Wednesday, August 27, 2014

Commentaries on the wartime transcripts: transcript two, part I read only with your head. Do an exercise. Read only a little— a page at a time. At first you must try to understand with your head, then to feel, then to experience. And then come back and think. Exercise yourself to read with your three centers. In each book there is material for enriching oneself. It doesn't matter what you read and it doesn't matter the quantity, but the quality of the way of reading.

—Meeting Two, page 6.

 Why is this kind of work necessary?

My relationship to the world is determined by what is inwardly formed in me. Generally, I'm completely unconscious than anything whatsoever is being inwardly formed in me; everything just happens. Like Napoleon  and the other generals in War and Peace, I sincerely believe that I am in charge of affairs, whereas I am actually being carried along by a current much more powerful than anything I can imagine.

In order to take any real responsibility for my life, I have to be responsible for what is inwardly formed in me, and this involves what Gurdjieff called three centered work. Impressions don't fall deeply into the body unless all three centers participate with one another in effort; and things are not inwardly formed without a deeper relationship to the impressions of life.

This holds true with reading as much as with everything else. The reason that words seem quite different if I read them one year and come back to them four years later is because what is inwardly formed has changed; and thus the understanding of the words is different. I need to read with more of myself participating if I'm truly interested in taking things in more deeply.

It is much better to read a little bit and get a lot out of it than to read a lot and get a little bit out of it. Poetry is based on this premise in exactly the same way: a little bit of poetry that contains a lot of good within it is far superior to a lot of prose that contains a little bit of good in it.

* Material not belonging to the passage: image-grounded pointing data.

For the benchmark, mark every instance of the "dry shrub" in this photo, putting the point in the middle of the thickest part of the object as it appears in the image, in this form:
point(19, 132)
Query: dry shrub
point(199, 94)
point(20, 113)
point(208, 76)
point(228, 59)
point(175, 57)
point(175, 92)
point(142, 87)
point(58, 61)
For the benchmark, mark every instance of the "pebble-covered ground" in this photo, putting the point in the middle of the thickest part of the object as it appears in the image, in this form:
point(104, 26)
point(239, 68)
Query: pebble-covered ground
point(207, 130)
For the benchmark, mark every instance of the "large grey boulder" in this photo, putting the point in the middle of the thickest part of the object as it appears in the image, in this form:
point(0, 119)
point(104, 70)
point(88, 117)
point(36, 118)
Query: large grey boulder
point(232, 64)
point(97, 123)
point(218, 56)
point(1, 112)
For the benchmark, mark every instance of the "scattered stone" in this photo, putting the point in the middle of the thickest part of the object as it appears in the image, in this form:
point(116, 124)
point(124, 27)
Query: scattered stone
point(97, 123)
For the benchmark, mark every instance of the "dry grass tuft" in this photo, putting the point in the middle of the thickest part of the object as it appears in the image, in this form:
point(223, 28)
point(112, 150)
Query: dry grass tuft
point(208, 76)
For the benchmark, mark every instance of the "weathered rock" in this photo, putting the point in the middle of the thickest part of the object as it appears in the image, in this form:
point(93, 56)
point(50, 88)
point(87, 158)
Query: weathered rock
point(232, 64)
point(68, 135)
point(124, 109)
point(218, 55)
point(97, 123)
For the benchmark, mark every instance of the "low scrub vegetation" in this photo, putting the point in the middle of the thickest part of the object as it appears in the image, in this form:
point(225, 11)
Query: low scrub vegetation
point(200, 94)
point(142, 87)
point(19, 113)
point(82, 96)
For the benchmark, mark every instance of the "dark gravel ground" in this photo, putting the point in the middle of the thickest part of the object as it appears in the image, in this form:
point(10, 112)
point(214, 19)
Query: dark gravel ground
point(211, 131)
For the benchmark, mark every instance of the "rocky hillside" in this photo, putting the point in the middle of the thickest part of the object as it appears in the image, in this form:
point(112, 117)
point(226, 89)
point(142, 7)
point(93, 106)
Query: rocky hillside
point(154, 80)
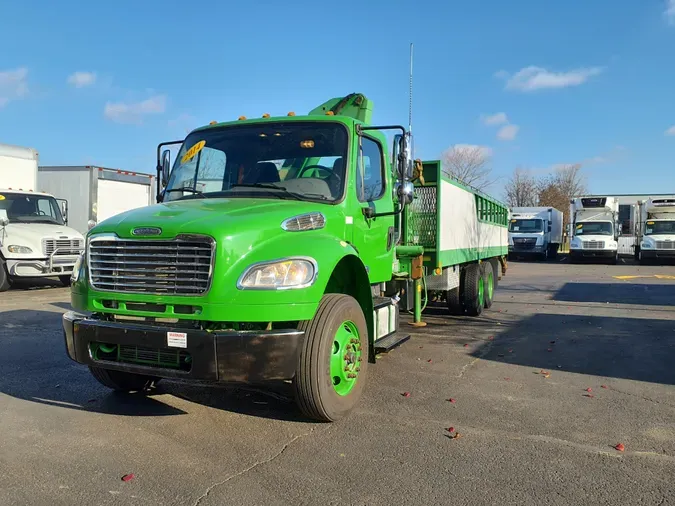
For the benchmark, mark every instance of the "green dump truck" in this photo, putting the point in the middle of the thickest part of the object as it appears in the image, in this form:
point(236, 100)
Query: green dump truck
point(282, 249)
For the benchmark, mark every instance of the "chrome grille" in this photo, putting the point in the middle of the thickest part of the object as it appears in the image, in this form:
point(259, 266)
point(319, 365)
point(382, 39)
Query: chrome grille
point(65, 246)
point(593, 244)
point(180, 266)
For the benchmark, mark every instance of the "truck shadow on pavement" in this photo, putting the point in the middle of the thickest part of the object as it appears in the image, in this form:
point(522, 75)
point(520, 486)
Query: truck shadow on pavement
point(36, 368)
point(614, 347)
point(651, 294)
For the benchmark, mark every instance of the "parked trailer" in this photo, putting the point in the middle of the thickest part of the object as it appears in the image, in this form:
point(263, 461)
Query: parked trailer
point(535, 230)
point(655, 230)
point(35, 240)
point(290, 274)
point(595, 228)
point(97, 193)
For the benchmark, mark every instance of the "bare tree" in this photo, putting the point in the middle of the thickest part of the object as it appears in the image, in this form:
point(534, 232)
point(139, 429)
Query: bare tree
point(569, 179)
point(469, 164)
point(521, 189)
point(559, 188)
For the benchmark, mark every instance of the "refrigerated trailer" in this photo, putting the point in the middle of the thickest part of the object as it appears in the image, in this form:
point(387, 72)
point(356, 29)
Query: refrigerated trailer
point(96, 193)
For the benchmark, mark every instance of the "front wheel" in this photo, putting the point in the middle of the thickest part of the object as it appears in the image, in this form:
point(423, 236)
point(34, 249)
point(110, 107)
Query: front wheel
point(5, 283)
point(122, 381)
point(333, 360)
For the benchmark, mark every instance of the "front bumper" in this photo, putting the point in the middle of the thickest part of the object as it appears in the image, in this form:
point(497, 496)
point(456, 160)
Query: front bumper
point(593, 253)
point(517, 248)
point(658, 253)
point(227, 356)
point(54, 265)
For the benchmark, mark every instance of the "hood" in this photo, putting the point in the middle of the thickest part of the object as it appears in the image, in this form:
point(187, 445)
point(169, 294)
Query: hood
point(32, 234)
point(215, 216)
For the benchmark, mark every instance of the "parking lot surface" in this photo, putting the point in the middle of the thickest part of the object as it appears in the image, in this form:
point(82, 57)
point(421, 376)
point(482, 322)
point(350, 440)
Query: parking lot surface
point(571, 361)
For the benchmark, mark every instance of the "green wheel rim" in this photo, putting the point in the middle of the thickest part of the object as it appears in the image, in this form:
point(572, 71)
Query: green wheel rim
point(345, 359)
point(481, 291)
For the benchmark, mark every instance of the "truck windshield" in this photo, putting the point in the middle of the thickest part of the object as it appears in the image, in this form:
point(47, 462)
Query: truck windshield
point(594, 228)
point(526, 225)
point(660, 227)
point(28, 208)
point(294, 160)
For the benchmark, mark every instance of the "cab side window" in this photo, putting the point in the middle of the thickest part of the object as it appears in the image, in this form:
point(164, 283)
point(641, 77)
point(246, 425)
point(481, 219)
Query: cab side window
point(370, 181)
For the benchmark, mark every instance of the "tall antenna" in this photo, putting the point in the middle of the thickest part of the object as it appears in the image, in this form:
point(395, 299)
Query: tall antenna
point(410, 93)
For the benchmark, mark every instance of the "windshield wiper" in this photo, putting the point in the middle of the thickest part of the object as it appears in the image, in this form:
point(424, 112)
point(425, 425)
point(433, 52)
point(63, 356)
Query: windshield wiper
point(269, 186)
point(273, 186)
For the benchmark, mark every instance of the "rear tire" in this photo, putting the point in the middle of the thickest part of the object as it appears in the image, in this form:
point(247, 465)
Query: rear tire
point(333, 360)
point(474, 290)
point(122, 381)
point(489, 284)
point(5, 282)
point(454, 301)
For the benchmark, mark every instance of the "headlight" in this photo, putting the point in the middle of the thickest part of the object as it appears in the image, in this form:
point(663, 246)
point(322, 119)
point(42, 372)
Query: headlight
point(279, 275)
point(75, 275)
point(13, 248)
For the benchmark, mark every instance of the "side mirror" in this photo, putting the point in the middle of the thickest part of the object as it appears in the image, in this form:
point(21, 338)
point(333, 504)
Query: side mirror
point(405, 192)
point(166, 167)
point(64, 210)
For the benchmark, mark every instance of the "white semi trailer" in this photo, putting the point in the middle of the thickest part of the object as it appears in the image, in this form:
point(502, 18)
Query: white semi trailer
point(535, 230)
point(595, 228)
point(35, 240)
point(97, 193)
point(655, 230)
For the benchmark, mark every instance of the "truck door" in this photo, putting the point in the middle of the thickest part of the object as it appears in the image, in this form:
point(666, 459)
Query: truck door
point(373, 237)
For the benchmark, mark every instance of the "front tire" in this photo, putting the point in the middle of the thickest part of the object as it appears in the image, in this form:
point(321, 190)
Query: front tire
point(122, 381)
point(5, 282)
point(333, 361)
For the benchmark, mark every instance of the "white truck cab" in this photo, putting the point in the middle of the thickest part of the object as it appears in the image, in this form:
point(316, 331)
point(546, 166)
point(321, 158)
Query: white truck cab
point(656, 230)
point(535, 231)
point(35, 240)
point(594, 229)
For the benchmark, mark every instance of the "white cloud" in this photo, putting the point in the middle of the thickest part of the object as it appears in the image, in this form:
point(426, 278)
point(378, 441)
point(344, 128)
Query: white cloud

It is the essence of things that matters; and if something has a good essence, one does not need much of it to be fed well. In the same way that the essence of what is written is important, the essence of reading it is equally so. So if I understand, in reading, the way to bring it to my essence — an action which doesn't happen very often, trust me, even with wiseacreing literary types such as myself — then the manner in which it is dealt with becomes more than superficial.